Animals with the chronic form can do some work if handled carefully but they are subject to recurring attacks, characterized by extreme weakness, knuckling, and inability to walk in a straight line. Sometimes the horse is so weak that it cannot stand by itself.

With good attention, rest, and supportive treatment (which includes abundance of good food, administration of liver extract, stimulants, and tonics), it usually overcomes the periodic attacks and may go back to routine work. Each attack takes its toll of flesh and strength, however; frequent attacks will weaken the animal, make it useless, and finally bring about death by exhaustion.

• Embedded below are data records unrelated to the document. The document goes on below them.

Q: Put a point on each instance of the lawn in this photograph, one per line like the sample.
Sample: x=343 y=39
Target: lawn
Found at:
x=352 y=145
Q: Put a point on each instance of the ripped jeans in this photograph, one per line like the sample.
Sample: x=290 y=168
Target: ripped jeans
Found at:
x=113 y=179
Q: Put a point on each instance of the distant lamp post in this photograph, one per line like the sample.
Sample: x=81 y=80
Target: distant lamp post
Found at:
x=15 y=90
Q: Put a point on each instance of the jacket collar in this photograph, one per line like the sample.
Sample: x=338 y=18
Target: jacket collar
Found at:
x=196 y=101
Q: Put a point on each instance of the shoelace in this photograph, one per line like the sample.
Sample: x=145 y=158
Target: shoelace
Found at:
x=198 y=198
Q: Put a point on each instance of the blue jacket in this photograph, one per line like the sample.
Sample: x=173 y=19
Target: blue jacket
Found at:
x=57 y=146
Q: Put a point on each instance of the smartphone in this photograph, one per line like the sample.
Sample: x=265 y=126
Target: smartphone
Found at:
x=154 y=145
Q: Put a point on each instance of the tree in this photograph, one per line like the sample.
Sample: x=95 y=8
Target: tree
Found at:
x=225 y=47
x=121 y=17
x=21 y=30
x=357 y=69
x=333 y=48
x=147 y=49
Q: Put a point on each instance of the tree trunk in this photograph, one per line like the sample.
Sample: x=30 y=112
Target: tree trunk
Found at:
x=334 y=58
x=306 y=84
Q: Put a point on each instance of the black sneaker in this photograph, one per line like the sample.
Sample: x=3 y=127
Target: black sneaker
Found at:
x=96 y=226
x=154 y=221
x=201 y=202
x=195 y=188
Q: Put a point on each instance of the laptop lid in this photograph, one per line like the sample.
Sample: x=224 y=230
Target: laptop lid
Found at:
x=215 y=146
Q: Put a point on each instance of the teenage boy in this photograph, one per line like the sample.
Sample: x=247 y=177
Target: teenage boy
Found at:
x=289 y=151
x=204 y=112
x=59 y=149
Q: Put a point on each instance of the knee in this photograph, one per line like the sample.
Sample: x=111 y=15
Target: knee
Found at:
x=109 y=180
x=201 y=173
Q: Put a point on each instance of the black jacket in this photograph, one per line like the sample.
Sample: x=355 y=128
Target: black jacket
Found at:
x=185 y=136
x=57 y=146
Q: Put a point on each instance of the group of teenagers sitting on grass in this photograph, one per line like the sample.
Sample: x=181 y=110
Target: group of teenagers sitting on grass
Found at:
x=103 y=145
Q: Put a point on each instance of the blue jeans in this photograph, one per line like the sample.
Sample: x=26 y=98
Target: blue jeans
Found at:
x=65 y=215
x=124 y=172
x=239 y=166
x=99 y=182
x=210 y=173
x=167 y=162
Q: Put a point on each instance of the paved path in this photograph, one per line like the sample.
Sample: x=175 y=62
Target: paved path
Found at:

AN INACTIVE, or latent, stage may follow the first attack, but usually it is preceded by several attacks of fever. This form is observed in animals that apparently have recovered from the acute, subacute, or chronic types of the disease. Animals affected with the latent form show no clinical symptoms and are known as clinically recovered carriers. Their temperature remains normal. There is no reduction in the red corpuscles or any sign of disease over a period of months or years, and yet the infectious agent is always present in the blood stream and the tissues and may be eliminated with the body excretions.

Such animals are a menace to other horses that may be near them. The inactive form of the disease may become active at any time and present all the characteristics of the acute or subacute form. Unusually hard work or any debilitating influence may reactivate the infection. Complete recovery of carriers with a disappearance of virus from their blood rarely occurs. It has also been observed that the virulency of the blood of some carriers may diminish with time.

The Department of Agriculture had under observation two virus carriers that were good examples of the inactive form of the disease. These horses were first infected in 1935. A series of inoculation tests proved that one of the animals harbored the virus in its blood stream for more than 15 years and the other for more than 18 years.